Let’s observe these two possible side-by-side boxplots. In the first, it definitely looks like there’s a difference between the groups. But in the second, I’m really not sure there’s a difference at all.

Yet each of these pictures has the same four group means. The groups look different in the first plot because the differences between the groups are large when compared to the spread within each group. In the second plot, the variation within each group is so large that the differences between the groups no longer look significant.

This is what we want to quantify with ANOVA!

2.2.2 ANOVA math

All right, so how do we do this with math?
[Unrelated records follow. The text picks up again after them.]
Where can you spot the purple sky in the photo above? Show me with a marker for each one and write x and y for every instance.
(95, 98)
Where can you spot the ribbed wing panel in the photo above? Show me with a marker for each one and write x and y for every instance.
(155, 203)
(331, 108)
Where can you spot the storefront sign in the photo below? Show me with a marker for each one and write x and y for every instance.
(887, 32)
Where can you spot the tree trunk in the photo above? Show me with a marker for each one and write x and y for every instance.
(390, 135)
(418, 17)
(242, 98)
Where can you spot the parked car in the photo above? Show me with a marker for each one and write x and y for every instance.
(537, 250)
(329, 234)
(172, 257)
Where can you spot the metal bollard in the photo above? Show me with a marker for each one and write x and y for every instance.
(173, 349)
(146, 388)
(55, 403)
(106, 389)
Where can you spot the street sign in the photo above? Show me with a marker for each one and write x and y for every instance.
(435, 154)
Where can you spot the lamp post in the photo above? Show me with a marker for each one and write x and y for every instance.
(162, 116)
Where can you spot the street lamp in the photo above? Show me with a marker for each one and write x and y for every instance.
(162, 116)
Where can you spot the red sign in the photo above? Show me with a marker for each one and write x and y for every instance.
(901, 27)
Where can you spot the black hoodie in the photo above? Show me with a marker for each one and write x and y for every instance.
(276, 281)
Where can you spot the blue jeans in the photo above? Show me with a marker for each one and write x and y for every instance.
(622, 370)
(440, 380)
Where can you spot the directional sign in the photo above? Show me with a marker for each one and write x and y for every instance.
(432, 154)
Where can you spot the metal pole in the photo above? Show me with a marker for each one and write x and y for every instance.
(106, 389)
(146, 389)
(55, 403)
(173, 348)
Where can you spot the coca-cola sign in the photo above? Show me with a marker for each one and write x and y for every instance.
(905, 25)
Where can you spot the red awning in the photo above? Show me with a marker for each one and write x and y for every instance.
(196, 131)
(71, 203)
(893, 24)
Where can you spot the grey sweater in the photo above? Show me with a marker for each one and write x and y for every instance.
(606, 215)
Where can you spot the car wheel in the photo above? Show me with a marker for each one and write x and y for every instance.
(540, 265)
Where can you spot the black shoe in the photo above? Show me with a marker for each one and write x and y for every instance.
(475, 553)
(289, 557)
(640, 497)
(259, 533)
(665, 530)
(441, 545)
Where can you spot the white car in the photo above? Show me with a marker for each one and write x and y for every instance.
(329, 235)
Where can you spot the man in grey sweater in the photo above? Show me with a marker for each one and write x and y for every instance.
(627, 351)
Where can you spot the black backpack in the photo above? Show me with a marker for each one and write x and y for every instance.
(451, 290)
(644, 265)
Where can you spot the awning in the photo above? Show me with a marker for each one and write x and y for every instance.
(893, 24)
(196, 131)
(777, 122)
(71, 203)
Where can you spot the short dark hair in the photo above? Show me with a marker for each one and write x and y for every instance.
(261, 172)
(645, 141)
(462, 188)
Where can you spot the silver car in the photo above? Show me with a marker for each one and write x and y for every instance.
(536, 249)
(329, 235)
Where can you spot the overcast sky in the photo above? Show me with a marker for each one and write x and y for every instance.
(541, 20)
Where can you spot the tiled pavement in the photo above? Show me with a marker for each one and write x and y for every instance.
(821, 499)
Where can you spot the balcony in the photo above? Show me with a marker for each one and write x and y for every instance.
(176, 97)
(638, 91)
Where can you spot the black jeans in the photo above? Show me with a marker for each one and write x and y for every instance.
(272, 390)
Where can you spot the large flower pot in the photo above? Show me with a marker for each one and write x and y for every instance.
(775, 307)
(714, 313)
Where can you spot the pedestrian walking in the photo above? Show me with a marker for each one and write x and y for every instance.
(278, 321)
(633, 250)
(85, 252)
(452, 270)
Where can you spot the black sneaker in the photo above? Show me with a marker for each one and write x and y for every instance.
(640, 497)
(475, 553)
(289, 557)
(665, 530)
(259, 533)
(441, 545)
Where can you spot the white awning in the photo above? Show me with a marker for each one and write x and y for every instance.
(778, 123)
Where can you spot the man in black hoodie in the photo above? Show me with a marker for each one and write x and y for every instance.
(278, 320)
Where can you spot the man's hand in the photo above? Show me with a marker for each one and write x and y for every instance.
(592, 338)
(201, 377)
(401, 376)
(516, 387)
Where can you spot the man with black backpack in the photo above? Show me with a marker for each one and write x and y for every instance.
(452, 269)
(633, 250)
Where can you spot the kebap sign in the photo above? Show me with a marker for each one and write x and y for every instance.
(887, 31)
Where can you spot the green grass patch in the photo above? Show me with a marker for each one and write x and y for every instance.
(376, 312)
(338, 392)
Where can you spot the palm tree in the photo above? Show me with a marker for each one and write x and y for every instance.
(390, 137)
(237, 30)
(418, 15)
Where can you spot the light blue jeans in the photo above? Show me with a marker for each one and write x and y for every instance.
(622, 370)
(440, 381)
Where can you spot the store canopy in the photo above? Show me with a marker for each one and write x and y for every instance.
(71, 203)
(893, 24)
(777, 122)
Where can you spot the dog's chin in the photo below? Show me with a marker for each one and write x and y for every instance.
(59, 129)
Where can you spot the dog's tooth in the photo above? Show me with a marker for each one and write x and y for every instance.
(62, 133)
Let’s call the weight variable \(Y\). We’ll indicate a specific chicken’s weight as \(y_{ij}\), where \(i\) represents what group it’s in – that is, what diet it’s getting – and \(j\) indicates the individual chick within that group. So \(y_{4,6}\) is the weight of the sixth chicken on diet 4.

So think about our null hypothesis here: no difference between the groups. On average, the weight of chickens in each diet group is the same. If we write \(\overline{y}_i\) for the average weight in group \(i\), we have: \[ H_0: \overline{y}_1 = \overline{y}_2 = \overline{y}_3 = \overline{y}_4 \] And the alternative is that there’s…some difference, somewhere. I don’t care what, just that there’s some difference.

While we’re at it, let’s pick an alpha of, say, 0.05. It’s chickens. This is not high-stakes.

Now, back to the math. We can actually write out an equation for the weight of an individual chicken: \[ y_{ij} = \overline{\overline{y}} + (\overline{y}_i - \overline{\overline{y}}) + (y_{ij} - \overline{y}_i) \]

Here, \(\overline{\overline{y}}\) represents the overall mean or grand mean – the average weight of all the chicks in the whole dataset. And \(\overline{y}_i\), again, represents the group mean – the average weight of all chicks who get diet \(i\).

You will notice that this equation doesn’t actually say a lot – the terms on the right side just cancel right out to give you the left side. But thinking about it in this way turns out to be useful. An individual chicken’s weight is:

  • The overall average weight, \(\overline{\overline{y}}\)
  • Plus an adjustment based on its diet – the difference between this diet and the overall average, \((\overline{y}_i - \overline{\overline{y}})\)
  • Plus an adjustment for that particular chicken – the difference between this chicken and the average for its diet, \((y_{ij} - \overline{y}_i)\)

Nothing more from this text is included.